Combining data sets

Recently at work we ran into a situation where my coworker had extracted the names of all of the current members from a spreadsheet, and asigned access codes to them. Afterwards, we realized that we also needed the email addresses, so we had to make sure each person had both the right code and the right email address.

They sent me a copy of the full member list and the one with the codes, I extracted what I thought was all the current members from the full one. However, I ended up with 2 more names than the code list had. Clearly, there was a mis-match somewhere.

So I took the sheet with the code list, which had the names in column A and the codes in column B, and added my list of names and email addresses in columns F and G. Then I named the columns NAME1, CODES, NAME2, and EMAIL. After that I went to column D and entered the following formula:

=IF(NAME1=NAME2, “”, “check”)

In other words, if the name in the codes set is the same as the name in the email set for that row, the IF() statement returned a blank. However, if they weren’t the same the word “check” appeared.

Since both columns of names had been sorted alphabetically, this was essentially the same as just putting the two lists side by side and visually inspecting them to make sure they matched. However, because the IF() statement did the checking for me, all I had to do was scroll down the list until I saw a “check” in column C. In fact, since every name after the inserted name would be off by one row, all the following rows would be marked “check”. This made it really easy to spot where the problem was… I could either scroll down or, if that seemed too tedious, I could find cells with the value of “check”. This is one instance where it really mattered whether I was searching the formulas or the results, since every formula had “check” in it, but only the important results had it.

Once I’d located the first problem I could look at it and decide how to handle it. Since there were only two problems, this didn’t take long. In each case I just selected all of the cells in NAMES2 and EMAILS that were below the unwanted name, plus another blank pair of cells at the bottom, then copied it, went up one row to the problematic name, and pasted it.

This approach has a number of potential ways it could get messed up. Here are some of the most likely problems, what caused them, and how to fix them.

Problem: Last name and email appear twice.
Cause: You didn’t select the blank cells below the last entry.
Solution: Delete the 2nd entry.

Problem: Error message appears in the IF() column.
Cause: You used cut & paste, instead of copy & paste. (This is more likely to happen if you use relative references, e.g. a1=f1, instead of named columns.)
Solution: Copy a cell higher in the IF() column that isn’t showing an error, and paste it in the cell(s) with the error message.

Problem: There’s one more email address than there are names.
Cause: You only selected the name column when you were copying & pasting.
Solution: If it’s obvious where the extra email address is, you can remove it the same way you removed the name. If not, you’ll have to use ctrl-z or some other Undo, and do the whole copy/paste process again.

If you’re not comfortable using copy & paste in this way, here’s an alternate method: Simply change the unwanted name to “zzzz” or some such, and then re-sort the data. Unless you have some exceedingly unusual names the “zzzz” will sort to the bottom of the list, and you can just delete it. If you prefer this method it’s very important that you have a blank column between this data set and everything else — otherwise, you’ll be sorting everything at once, and they’ll never match up.

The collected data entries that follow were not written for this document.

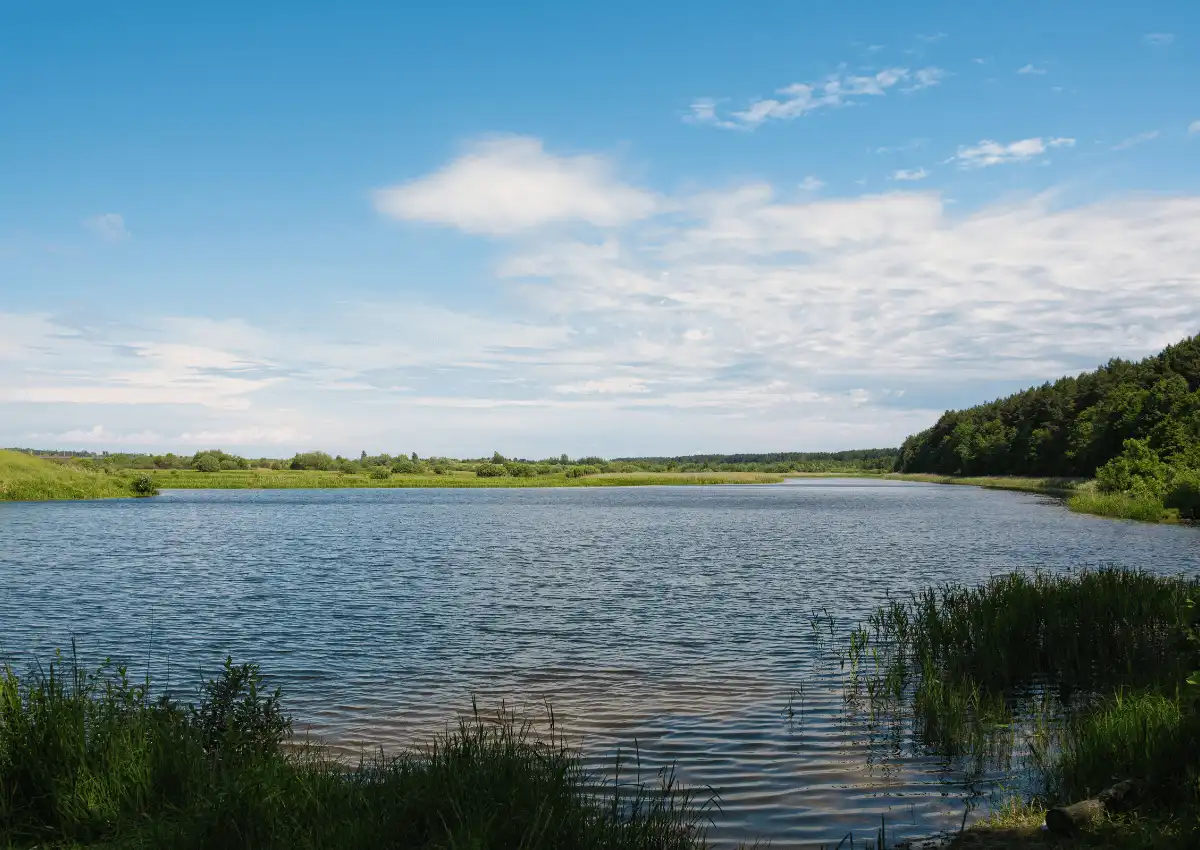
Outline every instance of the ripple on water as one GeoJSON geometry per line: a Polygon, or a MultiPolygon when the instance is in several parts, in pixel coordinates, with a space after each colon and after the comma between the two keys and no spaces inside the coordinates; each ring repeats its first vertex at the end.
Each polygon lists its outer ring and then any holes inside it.
{"type": "MultiPolygon", "coordinates": [[[[74,636],[162,681],[228,653],[347,750],[500,705],[719,793],[714,837],[836,843],[957,826],[968,789],[843,711],[824,611],[1013,568],[1197,566],[1194,530],[1019,493],[784,486],[175,491],[0,505],[0,656],[74,636]],[[791,708],[789,715],[788,708],[791,708]]],[[[1002,777],[993,777],[1002,778],[1002,777]]]]}

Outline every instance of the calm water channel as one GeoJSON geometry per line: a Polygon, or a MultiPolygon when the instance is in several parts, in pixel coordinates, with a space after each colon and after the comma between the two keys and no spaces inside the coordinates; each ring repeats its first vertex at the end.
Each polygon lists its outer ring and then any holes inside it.
{"type": "Polygon", "coordinates": [[[957,827],[967,793],[846,719],[825,612],[840,635],[888,591],[1106,563],[1194,572],[1200,532],[855,479],[0,504],[0,656],[74,636],[194,683],[229,653],[350,747],[548,702],[590,755],[636,740],[715,789],[719,841],[807,846],[957,827]]]}

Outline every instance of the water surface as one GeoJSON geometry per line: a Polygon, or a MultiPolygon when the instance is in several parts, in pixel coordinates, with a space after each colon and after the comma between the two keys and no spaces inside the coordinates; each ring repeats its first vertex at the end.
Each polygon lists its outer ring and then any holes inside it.
{"type": "Polygon", "coordinates": [[[473,696],[549,703],[590,755],[636,740],[644,769],[712,786],[715,838],[808,846],[881,815],[897,837],[957,827],[967,793],[847,719],[830,620],[1014,568],[1198,559],[1194,529],[864,479],[0,504],[0,655],[74,636],[194,683],[228,653],[351,747],[423,740],[473,696]]]}

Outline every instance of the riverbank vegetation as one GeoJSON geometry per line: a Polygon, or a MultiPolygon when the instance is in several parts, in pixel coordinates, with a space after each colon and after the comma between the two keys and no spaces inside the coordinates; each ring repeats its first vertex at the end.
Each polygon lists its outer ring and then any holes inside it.
{"type": "Polygon", "coordinates": [[[1095,478],[1071,507],[1134,519],[1200,517],[1200,336],[1114,359],[966,410],[909,437],[896,469],[1095,478]]]}
{"type": "Polygon", "coordinates": [[[0,502],[152,496],[153,481],[133,472],[100,472],[0,450],[0,502]]]}
{"type": "Polygon", "coordinates": [[[1100,569],[893,600],[850,638],[847,705],[872,719],[881,746],[907,740],[969,774],[1015,777],[965,846],[988,846],[971,842],[989,834],[997,847],[1040,841],[1029,827],[1048,807],[1131,779],[1133,804],[1080,846],[1195,847],[1198,593],[1195,577],[1100,569]]]}
{"type": "Polygon", "coordinates": [[[279,692],[227,662],[191,703],[55,659],[0,678],[0,843],[105,848],[705,846],[709,800],[478,713],[347,764],[289,746],[279,692]]]}

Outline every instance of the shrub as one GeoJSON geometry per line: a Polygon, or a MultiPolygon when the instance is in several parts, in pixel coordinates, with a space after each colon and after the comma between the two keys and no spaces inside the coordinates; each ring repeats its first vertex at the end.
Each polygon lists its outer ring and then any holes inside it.
{"type": "Polygon", "coordinates": [[[1145,440],[1126,440],[1125,449],[1096,470],[1096,485],[1103,493],[1129,493],[1139,498],[1161,499],[1169,467],[1145,440]]]}
{"type": "Polygon", "coordinates": [[[480,478],[503,478],[508,470],[498,463],[480,463],[475,466],[475,474],[480,478]]]}
{"type": "Polygon", "coordinates": [[[129,489],[135,496],[157,496],[158,486],[149,475],[139,475],[129,484],[129,489]]]}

Once the numbers of names matched, everything should have been fine (and, in fact, was). However, to confirm this I used countif() to count the number of times “check” appeared in column D. Even if the numbers had matched from the beginning I would have done this, since a quick double-check never hurts and is generally good practice. I could have just manually scrolled down and visually looked for cells with “check”, but scrolling through 800+ rows can get tedious very quickly and there’s always the chance that I’d accidentally miss one. So I used countif() instead, and when the result was zero I knew for certain that everything was right.

After that it was just a matter of deleting all the unnecessary columns: the 1st blank column, the formulas, the 2nd blank column, and the 2nd column of names (i.e. C through F). This put the email addresses right up next to the codes and names, with no extraneous information to confuse matters.